Beliau adalah Abu Shalih Hamdun bin Ahmad bin ‘Imarah al-Qashshar. Di dalam madzhab fiqih, beliau mengikuti Imam Sufyan ats-Tsauri (97-161 Hijriah): sebuah madzhab tersendiri yang merupakan perpaduan solid dan utuh antara rasionalitas dan normativitas.
Sedangkan di dalam dunia sufisme, beliau dikenal sebagai imam sekaligus panutan bagi kalangan penganut “tarekat” Malamatiyyah: sebuah “gerakan” spiritual yang salah satunya ditandai dengan adanya penyamaran oleh para pengikutnya. Yakni, mereka sama sekali tidak menampakkan diri secara lahiriah sebagai para sufi. Tapi mereka tampil sebagaimana orang kebanyakan. Bahkan ada di antara mereka yang mengenakan model pakaian orang-orang jahat.
Beliau wafat di Nisapur pada tahun 271 Hijriah. Kuburannya berada di Hirat dan diziarahi oleh banyak orang.
Reputasi spiritual beliau begitu menggema dan sangat populer di Irak. Dua sufi agung, Syaikh Junaid al-Baghdadi dan Syaikh Sahal at-Tustari, memberikan testimoni yang sedemikian kredibel tentang beliau dengan menyatakan: “Seandainya setelah Nabi Muhammad Saw. masih dimungkinkan ada nabi, maka pastilah di antara nabi-nabi itu adalah Syaikh Hamdun al-Qashshar.”

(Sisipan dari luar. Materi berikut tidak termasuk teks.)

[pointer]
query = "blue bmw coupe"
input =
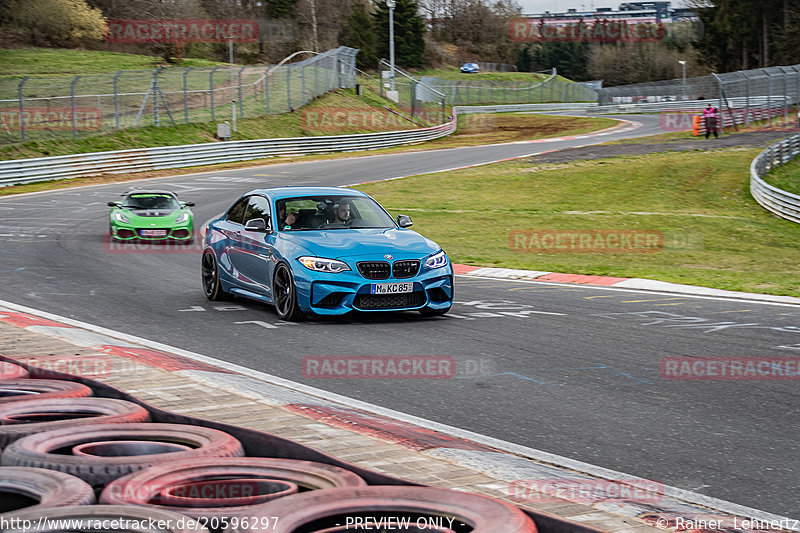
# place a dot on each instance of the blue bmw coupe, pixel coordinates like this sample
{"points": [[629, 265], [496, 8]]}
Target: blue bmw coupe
{"points": [[324, 251]]}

Pujian dua sufi agung itu tentu saja bukanlah omong kosong. Tapi sepenuhnya didasarkan kepada kejernihan dan ketajaman penglihatan rohani mereka yang tidak perlu diragukan lagi. Mereka memandang kedudukan spiritual Syaikh Hamdun itu dengan cahaya Allah Ta’ala.
Dan memang betul bahwa di samping dianugerahi kesanggupan menekan segala tipu daya nafsunya hingga ke titik nadir penghabisan, beliau juga sanggup memandang tajalli hadiratNya dengan detail yang menjelma sebagai renik-renik kebaikan yang dipantulkan lewat amal-amal kesehariannya.
Beliau tidak menyaksikan setitik debu pun kebaikan pada dirinya dan orang lain kecuali hal itu merupakan anugerah murni dari Allah Ta’ala. Artinya adalah bahwa di pandangan beliau, seluruh kebaikan itu sesungguhnya secara hakiki pelakunya adalah Dia semata, tidak ada yang lain yang merecokinya.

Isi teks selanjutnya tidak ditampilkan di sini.